Open DhanshreeA opened 2 months ago

DhanshreeA commented 2 months ago

Summary

Ersilia CLI presently has several commands and some of them are either not being used, are redundant (ie their functionality is a subset of another command), or are outdated. This issue tracks each individual command how the roadmap for it.

Command Intended Function Working Status Roadmap
api Runs a given API, currently only works as run. Cannot run tracking because tracking is currently only implemented within code executed during the run command. Outdated Useful when we have the functionality to have more APIs in ersilia, specifically when we want models to be trainable. Presently it can be de-registered from the cli.
auth Logs a user into GitHub to switch between developer vs user mode.

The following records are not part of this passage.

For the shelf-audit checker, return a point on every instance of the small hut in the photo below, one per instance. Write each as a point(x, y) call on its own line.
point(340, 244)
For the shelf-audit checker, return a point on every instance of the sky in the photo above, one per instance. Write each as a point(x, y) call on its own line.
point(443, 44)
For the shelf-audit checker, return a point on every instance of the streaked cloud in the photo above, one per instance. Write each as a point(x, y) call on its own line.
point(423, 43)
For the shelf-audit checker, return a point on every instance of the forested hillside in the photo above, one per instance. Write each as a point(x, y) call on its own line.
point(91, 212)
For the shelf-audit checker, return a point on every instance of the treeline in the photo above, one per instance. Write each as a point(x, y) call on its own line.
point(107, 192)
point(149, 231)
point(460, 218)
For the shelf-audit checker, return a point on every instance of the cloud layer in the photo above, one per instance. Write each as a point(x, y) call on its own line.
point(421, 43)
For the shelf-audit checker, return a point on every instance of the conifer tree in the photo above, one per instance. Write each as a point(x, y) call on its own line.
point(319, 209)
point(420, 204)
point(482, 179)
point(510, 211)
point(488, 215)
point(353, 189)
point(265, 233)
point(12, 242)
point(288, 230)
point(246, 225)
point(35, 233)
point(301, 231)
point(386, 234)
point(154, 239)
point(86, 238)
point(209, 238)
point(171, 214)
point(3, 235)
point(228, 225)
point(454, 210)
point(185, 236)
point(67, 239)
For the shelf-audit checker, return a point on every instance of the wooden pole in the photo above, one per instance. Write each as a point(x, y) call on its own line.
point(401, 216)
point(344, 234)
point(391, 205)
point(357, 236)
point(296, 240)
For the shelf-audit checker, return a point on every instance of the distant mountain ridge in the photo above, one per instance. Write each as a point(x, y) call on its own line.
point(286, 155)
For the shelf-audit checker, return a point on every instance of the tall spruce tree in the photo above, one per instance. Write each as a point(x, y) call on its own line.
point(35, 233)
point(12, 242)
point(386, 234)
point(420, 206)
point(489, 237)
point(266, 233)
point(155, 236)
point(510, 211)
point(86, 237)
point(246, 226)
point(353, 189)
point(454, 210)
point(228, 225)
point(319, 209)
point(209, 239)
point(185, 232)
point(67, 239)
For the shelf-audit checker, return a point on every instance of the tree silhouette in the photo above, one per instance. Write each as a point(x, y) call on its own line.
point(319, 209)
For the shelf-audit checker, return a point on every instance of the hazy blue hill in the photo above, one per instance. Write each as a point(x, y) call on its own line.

A wrappper around GitHub Auth API. WIP To be used when Ersilia implements user management
card Gets card information for a given model Functional Redundant, and should be merged with catalog as a flag.
catalog Print's Ersilia's Model Catalog Functional Incorporate card as a flag
clear Removes eos and bentoml folders, and conda environments. Not complete since it doesn't remove images and containers technically. Outdated 1. Rename to uninstall 2. Add functionality to remove ersilia itself. 3. This can potentially use the delete --all functionality within Ersilia to also remove model images.
close Closes a served model Functional NA
current Returns the currently served model's id. Subset functionality of 'info'. Functional Outdated To be removed
delete Deletes a given model Functional We need an --all flag to remove all models.
example Generates example input for a served model. We added a predefined flag which first looks for the presence of an example input file. Functional Add flag to sample model ids at random as well, merging 'sample' command.
fetch Fetches a model Functional NA
info Prints information for a current model Functional
inspect Inspects a model repository for completeness with respect to dependencies and files, and checks for extraneous files. It also determines model performance by running it against an increasing number of inputs. MVP 1. This needs to be tested with the new eos-template 2. It has overlapping functionality with the test command and therefore it can potentially be merged with test.
run Runs a model Functional NA
sample Generates both a sample of inputs and models Functional Should be merged with example
serve Serves an ersilia model Functional --track flag is MVP. It needs to be implemented with models run through conda.
test Test an ersilia model MVP 1. Needs more testing 2. It needs to be validated against models built with the new template

There is also apparently a developer command called deploy which is not registered in the CLI. There appears to be no roadmap to use this especially since it's tied to Heroku (which we are not using in our infra at present). @miquelduranfrigola thoughts?

Objective(s)

Documentation

No response

GemmaTuron commented 2 weeks ago

Hi @DhanshreeA Can you tick from the list what has been completed and update the issue?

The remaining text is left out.